Namun, Direktur Jenderal Mineral dan Batubara Kementerian ESDM Bambang Gatot Ariyono menegaskan, pihaknya akan mencabut izin ekspor dari perusahaan yang belum menyelesaikan pembangunan smelter pada tahun 2022. “Jadi kalau nggak tercapai ya dia (perusahaan) nggak bakal bisa ekspor,” kata Bambang saat ditemui di Kantor Kementerian ESDM, Kamis (9/5) malam.
Sulit Tercapai
Dalam hal ini, Ketua Indonesia Mining Institute (IMI) Irwandy Arief menilai perlu upaya ekstra untuk mengakselerasi pembangunan smelter supaya bisa mencapai target tersebut. Sebab, jika menilik data yang ada, sejak diwajibkan dalam Undang-Undang Nomor 4 Tahun 2009 (UU Minerba), rata-rata hanya ada tiga unit smelter yang bisa beroperasi setiap tahunnya.

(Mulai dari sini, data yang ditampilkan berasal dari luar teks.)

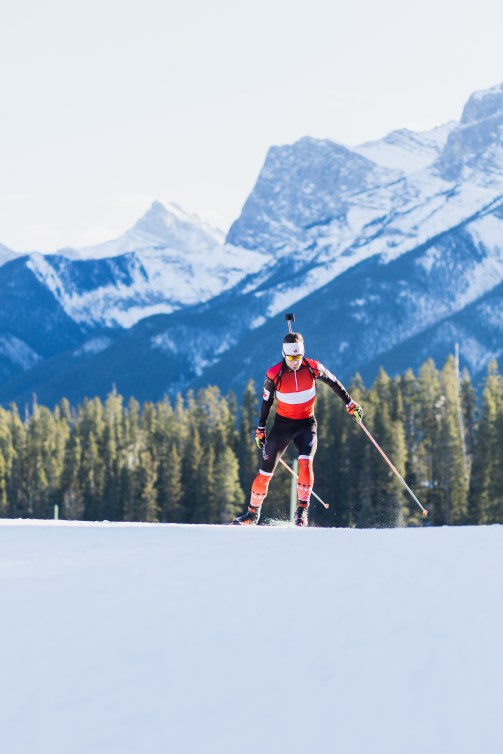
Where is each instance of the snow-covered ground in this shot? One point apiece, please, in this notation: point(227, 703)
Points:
point(117, 639)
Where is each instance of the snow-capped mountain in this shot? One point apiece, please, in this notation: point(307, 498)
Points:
point(405, 150)
point(168, 260)
point(387, 252)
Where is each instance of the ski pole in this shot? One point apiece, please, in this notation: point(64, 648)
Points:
point(362, 425)
point(292, 472)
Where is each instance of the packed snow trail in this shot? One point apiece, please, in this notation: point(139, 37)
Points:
point(122, 639)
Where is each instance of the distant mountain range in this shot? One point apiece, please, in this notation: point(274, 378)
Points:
point(388, 253)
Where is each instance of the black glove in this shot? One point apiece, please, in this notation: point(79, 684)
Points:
point(260, 437)
point(355, 410)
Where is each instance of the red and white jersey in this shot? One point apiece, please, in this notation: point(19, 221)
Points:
point(295, 391)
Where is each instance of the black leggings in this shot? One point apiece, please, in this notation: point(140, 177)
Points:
point(303, 432)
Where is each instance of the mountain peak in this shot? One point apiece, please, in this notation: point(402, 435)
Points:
point(483, 104)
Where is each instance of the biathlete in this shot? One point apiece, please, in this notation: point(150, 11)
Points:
point(293, 383)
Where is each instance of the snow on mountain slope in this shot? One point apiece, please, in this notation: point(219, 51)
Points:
point(117, 639)
point(6, 254)
point(160, 227)
point(302, 185)
point(167, 261)
point(405, 150)
point(386, 217)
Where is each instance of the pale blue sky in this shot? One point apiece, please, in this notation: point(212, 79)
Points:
point(109, 104)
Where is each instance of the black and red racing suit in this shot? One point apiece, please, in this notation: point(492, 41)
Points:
point(295, 392)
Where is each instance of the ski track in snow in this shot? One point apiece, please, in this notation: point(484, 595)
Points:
point(122, 638)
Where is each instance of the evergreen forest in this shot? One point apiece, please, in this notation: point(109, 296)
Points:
point(192, 460)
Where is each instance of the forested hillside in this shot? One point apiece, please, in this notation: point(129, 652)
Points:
point(193, 460)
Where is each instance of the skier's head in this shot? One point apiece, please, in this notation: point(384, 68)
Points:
point(293, 350)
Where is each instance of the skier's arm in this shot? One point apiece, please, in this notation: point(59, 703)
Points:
point(333, 383)
point(267, 401)
point(353, 408)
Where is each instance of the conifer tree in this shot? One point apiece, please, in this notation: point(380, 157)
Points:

Irwandy mencontohkan, pada tahun 2010-2011 hanya tiga smelter yang beroperasi. Rata-rata penambahan dari 2012-2018 adalah tiga smelter per tahun, kecuali pada tahun 2015 yang sebanyak tujuh smelter.
Alhasil, lanjut Irwandy, jika menggunakan angka pertumbuhan smelter tersebut, maka penambahan dalam tiga tahun ke depan hanya 9 smelter. Sehingga, total 27 smelter yang telah beroperasi, ditambah 9 smelter baru, hanya mencapai 36 smelter. “Masih jauh dari target 57 smelter, kecuali ada akselerasi,” kata Irwandy.
Lebih jauh, Irwandy mengatakan bahwa program hilirisasi mineral akan lebih kompleks lagi. Sebab, hal ini terkait dengan keselarasan perizinan dan kesiapan dari sektor hulu mineral, pengolahan setengah jadi, hingga serapan pasar dari produk hasil pengolahan tersebut.
Oleh sebab itu, perlu ada konsistensi dan sinergi antar kementerian dan lembaga terkait. “Masalahnya tidak sederhana kebijakan dari Kementerian ESDM dan Perindustrian akan sangat menentukan,” ungkapnya.
Di sisi lain, Pendiri Asosiasi Perusahaan Industri Pengolahan & Pemurnian Indonesia (AP3I) Jonatan Handoyo meminta supaya pembangunan smelter tersebut bisa segera direalisasikan. Sejalan dengan itu, Jonatan pun menekankan pentingnya untuk menutup relaksasi izin ekspor mineral mentah atau ore.
Sebab, sambung Jonatan, kebijakan tersebut merugikan pengusaha yang sudah susah payah membangun smelter dengan investasi yang mahal. “Jadi harus stop ekspor dalam bentuk ore, karena cepat atau lambat smelter yang sudah dibangun akan kesulitan bahan baku, saat ini sudah mulai terjadi. Itu jelas sangat sangat merugikan investor yang sudah bangun smelter,” ujar Jonatan.